Deux jours que je ne peux pas me regarder en face. Deux jours que j'évite mes deux filles pour ne pas pleurer en les regardant.
Une fois de plus, je ne sais plus où j'en suis. Ysaïne... Elle m'a défiée, m'a mise hors de moi.
Pire, elle m'a volé... Personne n'aurait jamais pu oser.
Deux voix se déchirent mon âme. La première, celle de Gabriel, qui m'ordonne de révéler la vérité à ma nièce, qu'elle apprendra de toute façon tôt ou tard, et de lui rendre le trône.
La seconde, de la détruire, tout simplement. C'est probablement celle pour laquelle j'aurai déjà opté s'il n'y avait Saldya...
Ma petite princesse. J'étouffe un sanglot et laisse ma tête retomber entre mes bras croisés sur la table. Je suis assise sur une chaise et je fixe le mur en face de moi depuis déjà plus d'une heure sans réussir à sortir de la spirale de doutes et de ténèbres qui m'envahit. Je finis pourtant par relever la tête en me mordant légèrement la lèvre.
Je ne peux pas tout détruire. Ysaïne restera dans l'ignorance. Mais je ne la toucherai pas, car je sais que Saldya ne plaisante pas... et parce que de toute façon je ne pourrais jamais m'y résoudre tant qu'elle ne présentera pas un réel problème. Elle ressemble beaucoup trop à Gabriel. Et à moi... C'est si paradoxal.
Je me lève de mon siège, jetant un coup d'œil à l'écran de mon poignet. J'ai promis dans quelques minutes un entretien au prince de l'Eveland. Encore un problème.
La porte de mon salon s'ouvre à ce moment précis, mais j'ai déjà heureusement retrouvé une attitude parfaitement impassible et l'un de mes gardes noirs s'incline en disant d'une voix neutre et contrôlée :
-Le prince Idwin, majesté.
J'incline la tête et le garde s'efface alors pour laisser entrer le jeune homme. La porte de referme ensuite et j'esquisse un sourire de froide politesse sans répondre à son salut.

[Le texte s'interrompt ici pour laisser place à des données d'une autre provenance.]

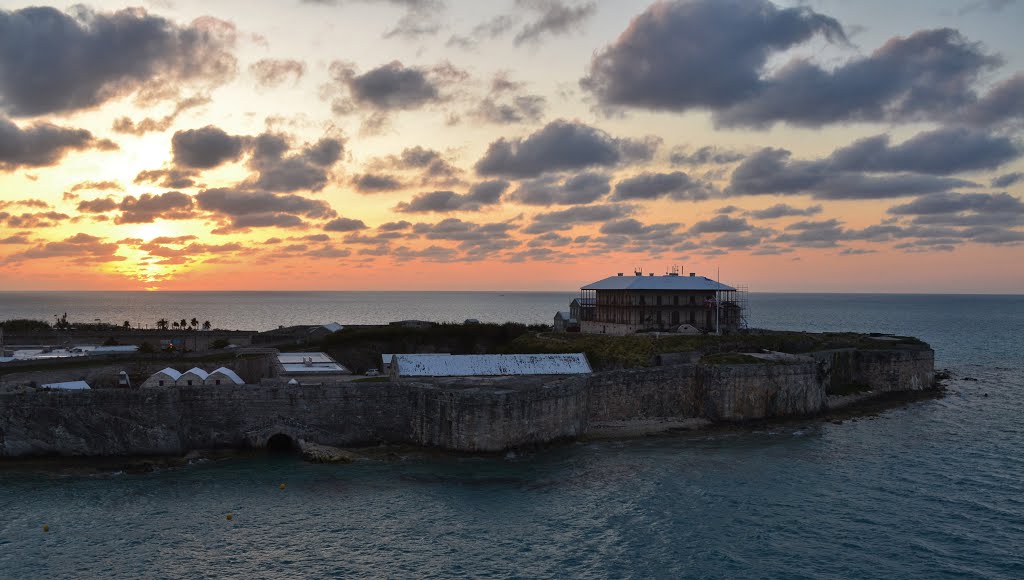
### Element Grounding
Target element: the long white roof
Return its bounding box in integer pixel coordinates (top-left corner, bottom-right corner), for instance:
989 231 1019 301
154 367 181 380
207 367 246 384
178 367 210 380
582 276 735 292
43 380 89 390
393 353 592 377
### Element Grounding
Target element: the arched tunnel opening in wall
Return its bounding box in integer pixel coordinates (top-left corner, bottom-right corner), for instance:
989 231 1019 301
266 433 299 453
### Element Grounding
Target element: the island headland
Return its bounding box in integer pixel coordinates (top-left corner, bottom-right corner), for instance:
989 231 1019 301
0 322 936 458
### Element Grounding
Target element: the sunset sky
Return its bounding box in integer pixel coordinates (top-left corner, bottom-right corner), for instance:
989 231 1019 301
0 0 1024 293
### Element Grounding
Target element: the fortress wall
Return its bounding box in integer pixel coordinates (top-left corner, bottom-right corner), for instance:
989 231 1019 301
410 378 587 452
0 350 934 457
856 348 935 392
697 363 826 421
588 365 705 421
0 389 187 457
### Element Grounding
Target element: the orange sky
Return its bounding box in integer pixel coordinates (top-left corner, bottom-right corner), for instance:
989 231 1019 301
0 0 1024 293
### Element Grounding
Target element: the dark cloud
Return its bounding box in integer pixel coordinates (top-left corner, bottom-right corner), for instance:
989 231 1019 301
963 73 1024 126
394 179 509 213
370 146 462 187
727 148 975 199
581 0 844 117
581 0 1024 127
324 217 367 232
135 169 196 190
352 173 406 194
669 146 746 165
246 133 344 192
889 193 1024 225
0 211 71 230
377 219 413 232
171 125 244 169
690 215 753 234
78 198 119 213
111 95 210 135
114 192 195 223
992 171 1024 188
611 171 714 201
824 127 1021 175
249 58 306 88
507 172 611 206
0 234 125 263
0 232 32 246
522 204 637 234
196 189 337 218
513 0 597 45
233 212 306 228
71 181 124 192
775 219 845 248
0 5 236 116
472 94 547 125
475 120 657 177
746 203 821 219
0 199 50 209
0 118 111 171
328 60 466 112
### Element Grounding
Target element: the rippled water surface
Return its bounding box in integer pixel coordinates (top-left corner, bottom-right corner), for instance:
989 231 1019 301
0 294 1024 578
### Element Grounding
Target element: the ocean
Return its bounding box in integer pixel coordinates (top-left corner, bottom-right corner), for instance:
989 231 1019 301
0 292 1024 578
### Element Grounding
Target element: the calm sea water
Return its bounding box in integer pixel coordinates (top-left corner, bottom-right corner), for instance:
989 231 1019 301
0 293 1024 578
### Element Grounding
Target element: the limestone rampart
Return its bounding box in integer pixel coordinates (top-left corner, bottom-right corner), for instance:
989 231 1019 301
0 349 934 457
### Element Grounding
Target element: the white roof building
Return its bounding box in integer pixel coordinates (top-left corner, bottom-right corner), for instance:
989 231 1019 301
206 367 246 384
42 380 91 390
278 353 352 375
581 273 735 292
175 367 210 386
391 353 592 378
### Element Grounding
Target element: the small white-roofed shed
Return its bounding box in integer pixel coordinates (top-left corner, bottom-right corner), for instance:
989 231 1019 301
42 380 91 390
175 367 210 386
139 367 181 388
391 353 592 379
206 367 246 385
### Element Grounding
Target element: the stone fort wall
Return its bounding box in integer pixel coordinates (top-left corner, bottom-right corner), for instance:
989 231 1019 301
0 350 934 457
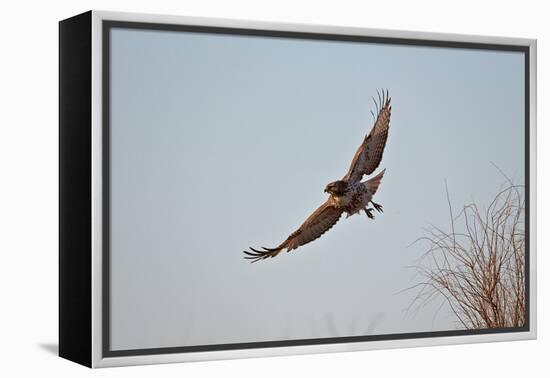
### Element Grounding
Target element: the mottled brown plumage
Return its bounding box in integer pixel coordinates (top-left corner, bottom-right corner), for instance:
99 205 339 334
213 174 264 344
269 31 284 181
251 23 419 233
244 92 391 262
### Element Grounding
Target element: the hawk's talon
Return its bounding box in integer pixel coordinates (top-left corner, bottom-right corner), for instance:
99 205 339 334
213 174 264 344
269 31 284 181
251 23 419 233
363 208 374 219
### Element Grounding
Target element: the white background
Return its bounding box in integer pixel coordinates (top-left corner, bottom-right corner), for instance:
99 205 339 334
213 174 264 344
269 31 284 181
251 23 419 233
0 0 550 378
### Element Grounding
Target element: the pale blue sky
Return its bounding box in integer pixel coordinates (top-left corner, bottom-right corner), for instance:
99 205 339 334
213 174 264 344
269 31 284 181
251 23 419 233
111 28 524 349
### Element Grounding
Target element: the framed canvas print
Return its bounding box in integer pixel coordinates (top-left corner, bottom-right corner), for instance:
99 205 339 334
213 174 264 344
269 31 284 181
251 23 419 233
59 11 536 367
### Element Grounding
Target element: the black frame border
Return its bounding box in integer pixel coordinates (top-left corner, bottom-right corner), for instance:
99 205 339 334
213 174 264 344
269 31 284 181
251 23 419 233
102 20 532 357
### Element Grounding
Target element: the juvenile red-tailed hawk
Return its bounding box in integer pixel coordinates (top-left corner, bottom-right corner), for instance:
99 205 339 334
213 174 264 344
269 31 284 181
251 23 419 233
244 91 391 262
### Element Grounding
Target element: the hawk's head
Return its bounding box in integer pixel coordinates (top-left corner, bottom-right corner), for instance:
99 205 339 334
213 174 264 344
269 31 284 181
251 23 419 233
325 180 348 196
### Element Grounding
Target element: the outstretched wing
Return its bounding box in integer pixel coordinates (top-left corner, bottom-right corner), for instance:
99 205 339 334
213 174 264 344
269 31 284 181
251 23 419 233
244 200 342 262
343 91 391 183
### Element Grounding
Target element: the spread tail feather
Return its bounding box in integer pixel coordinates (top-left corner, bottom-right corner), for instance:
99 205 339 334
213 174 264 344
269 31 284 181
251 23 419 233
365 169 386 195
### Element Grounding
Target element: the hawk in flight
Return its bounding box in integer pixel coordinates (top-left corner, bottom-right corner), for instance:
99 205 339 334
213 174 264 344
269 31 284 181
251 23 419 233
244 91 391 262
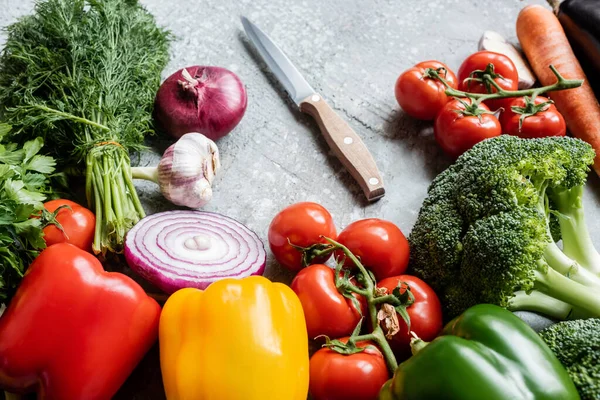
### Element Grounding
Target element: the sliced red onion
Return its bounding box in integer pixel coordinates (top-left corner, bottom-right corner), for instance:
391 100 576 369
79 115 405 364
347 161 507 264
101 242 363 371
125 210 267 293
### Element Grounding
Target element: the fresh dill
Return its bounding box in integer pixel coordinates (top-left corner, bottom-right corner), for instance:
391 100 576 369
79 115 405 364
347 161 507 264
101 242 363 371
0 0 170 254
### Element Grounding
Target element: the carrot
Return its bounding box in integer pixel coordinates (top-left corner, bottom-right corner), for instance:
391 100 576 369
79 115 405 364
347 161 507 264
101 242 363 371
517 5 600 175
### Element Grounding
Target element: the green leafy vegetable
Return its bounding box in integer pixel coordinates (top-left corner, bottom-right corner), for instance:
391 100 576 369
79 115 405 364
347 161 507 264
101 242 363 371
0 124 61 303
0 0 169 253
409 135 600 319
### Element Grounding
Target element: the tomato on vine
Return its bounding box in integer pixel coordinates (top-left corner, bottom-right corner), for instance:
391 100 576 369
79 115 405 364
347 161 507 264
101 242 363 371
377 275 443 359
500 96 567 139
290 264 366 339
309 338 389 400
458 51 519 111
336 218 410 279
394 61 457 120
268 202 337 272
433 98 502 158
43 199 96 252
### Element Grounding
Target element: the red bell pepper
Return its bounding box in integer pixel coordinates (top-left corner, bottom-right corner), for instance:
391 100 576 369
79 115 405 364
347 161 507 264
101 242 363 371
0 243 160 400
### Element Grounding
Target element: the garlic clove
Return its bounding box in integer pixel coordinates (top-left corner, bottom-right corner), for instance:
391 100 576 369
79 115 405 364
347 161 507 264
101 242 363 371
158 132 221 208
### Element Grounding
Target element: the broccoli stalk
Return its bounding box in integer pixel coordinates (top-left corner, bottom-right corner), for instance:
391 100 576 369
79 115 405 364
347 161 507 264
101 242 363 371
551 185 600 276
409 136 600 319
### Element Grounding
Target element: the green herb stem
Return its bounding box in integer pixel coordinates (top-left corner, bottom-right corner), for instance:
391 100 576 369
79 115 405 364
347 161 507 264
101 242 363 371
0 0 170 254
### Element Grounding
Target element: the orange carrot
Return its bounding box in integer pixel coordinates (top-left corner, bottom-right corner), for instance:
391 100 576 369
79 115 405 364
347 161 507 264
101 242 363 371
517 5 600 175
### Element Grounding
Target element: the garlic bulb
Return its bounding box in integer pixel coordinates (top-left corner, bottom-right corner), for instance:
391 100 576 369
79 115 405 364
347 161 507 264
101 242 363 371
131 132 221 208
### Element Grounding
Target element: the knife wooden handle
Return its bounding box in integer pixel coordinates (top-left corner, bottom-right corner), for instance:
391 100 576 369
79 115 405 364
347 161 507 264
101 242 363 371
300 94 385 201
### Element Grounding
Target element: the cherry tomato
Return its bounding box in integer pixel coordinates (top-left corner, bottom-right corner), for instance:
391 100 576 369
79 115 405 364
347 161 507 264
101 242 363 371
433 99 502 158
377 275 443 361
500 96 567 139
44 199 96 252
291 264 366 339
336 218 409 279
395 61 457 120
458 51 519 111
309 338 389 400
268 202 337 272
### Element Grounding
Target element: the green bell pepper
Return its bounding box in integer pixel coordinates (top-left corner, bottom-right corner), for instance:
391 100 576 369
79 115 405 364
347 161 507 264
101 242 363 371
379 304 579 400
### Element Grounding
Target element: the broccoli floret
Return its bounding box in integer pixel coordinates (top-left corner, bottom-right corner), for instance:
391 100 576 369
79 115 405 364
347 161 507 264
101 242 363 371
540 318 600 400
409 135 600 319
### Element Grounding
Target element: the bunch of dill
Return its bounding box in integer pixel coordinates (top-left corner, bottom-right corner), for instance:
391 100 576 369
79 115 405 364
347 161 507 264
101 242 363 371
0 0 170 254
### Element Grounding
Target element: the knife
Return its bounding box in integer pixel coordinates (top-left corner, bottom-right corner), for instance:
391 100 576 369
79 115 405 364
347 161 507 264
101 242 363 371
242 17 385 201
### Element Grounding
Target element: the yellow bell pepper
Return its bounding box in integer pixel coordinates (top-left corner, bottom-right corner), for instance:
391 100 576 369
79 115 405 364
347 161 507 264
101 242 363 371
159 276 309 400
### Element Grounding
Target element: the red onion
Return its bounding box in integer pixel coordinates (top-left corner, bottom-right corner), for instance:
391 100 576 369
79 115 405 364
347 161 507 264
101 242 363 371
154 65 248 140
125 210 267 293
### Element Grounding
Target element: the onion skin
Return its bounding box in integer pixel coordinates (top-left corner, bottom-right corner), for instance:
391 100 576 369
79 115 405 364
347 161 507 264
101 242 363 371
124 210 267 294
154 65 248 140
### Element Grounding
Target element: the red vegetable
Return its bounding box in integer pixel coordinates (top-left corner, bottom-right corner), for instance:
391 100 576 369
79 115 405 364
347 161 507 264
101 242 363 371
377 275 443 361
336 218 409 279
395 61 457 120
125 210 267 293
44 199 96 253
291 264 366 339
433 99 502 158
0 243 160 400
155 66 248 140
458 51 519 111
309 338 389 400
500 96 567 139
269 202 337 272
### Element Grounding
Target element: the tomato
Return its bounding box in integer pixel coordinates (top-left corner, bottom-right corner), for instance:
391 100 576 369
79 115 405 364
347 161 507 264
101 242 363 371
268 202 337 272
500 96 567 139
395 61 457 120
458 51 519 110
309 338 389 400
336 218 409 279
44 199 96 252
291 264 366 339
433 99 502 158
377 275 443 361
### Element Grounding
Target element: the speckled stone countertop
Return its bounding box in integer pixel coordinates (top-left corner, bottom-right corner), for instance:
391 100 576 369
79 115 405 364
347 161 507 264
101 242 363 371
0 0 600 399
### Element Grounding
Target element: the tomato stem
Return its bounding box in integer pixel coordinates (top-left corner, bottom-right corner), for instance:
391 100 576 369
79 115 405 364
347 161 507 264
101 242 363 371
324 237 399 374
427 65 583 103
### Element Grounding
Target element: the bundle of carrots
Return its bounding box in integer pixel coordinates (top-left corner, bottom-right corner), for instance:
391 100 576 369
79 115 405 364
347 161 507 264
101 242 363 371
517 5 600 175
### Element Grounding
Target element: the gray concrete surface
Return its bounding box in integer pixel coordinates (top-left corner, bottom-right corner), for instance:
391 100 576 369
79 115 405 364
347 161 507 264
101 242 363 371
0 0 600 280
0 0 600 398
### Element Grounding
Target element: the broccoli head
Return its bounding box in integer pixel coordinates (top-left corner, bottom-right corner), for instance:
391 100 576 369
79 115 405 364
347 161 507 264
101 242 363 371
409 135 600 319
540 318 600 400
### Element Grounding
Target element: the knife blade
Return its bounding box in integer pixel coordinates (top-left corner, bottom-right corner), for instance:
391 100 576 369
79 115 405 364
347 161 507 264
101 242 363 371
241 16 385 201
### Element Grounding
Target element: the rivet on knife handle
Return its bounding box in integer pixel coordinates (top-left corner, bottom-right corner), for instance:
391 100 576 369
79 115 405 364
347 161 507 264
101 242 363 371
300 94 385 201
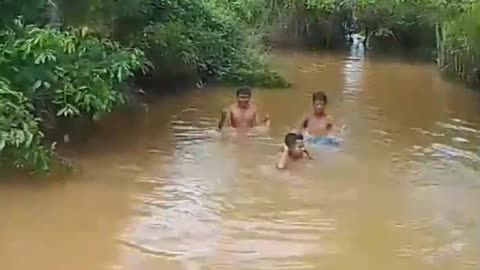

-Que vouliez-vous me dire ?
Il paraît déconcerté de cette question directe et je cache un sourire aux reflets amers. C'est exactement le but.
-Majesté, je suis venu au nom de mon père pour négocier un accord et vous ne m'avez rien proposé...
Je lui jette un léger regard un peu narquois et demande :
-Vraiment ? Navrée, j'ai eu beaucoup d'occupations ces derniers temps...
Idwin déteste être traité comme un enfant et c'est assez drôle à voir. Enfin, si l'on aime ce genre de spectacles. Il fait visiblement de gros efforts pour conserver son calme et s'apprête à reprendre la parole lorsque je me tourne vers la fenêtre et le prend de court.
-Votre père avait bien une proposition de paix je suppose ?
Il perd de nouveau légèrement ses moyens avant de se ressaisir et d'adopter le même ton froid que le mien.
-Oui majesté.
Toujours sans le regarder, je demande de nouveau en fixant mes yeux sur la mer derrière les vitres de la fenêtre :
-Pourrais-je l'entendre ?
Le prince se racle la gorge, sûr de lui soudain. Il me fait rire. Je continue de fixer les vagues et attends dans le plus parfait des silences. Résoudre ce problème me permet d'oublier le seul qui compte vraiment à mes yeux, la fille de Gabriel...
-Majesté, mon père pense qu'Astra et l'Eveland n'arrêteront jamais de se faire la guerre sans quelque chose de solide pour maintenir la paix.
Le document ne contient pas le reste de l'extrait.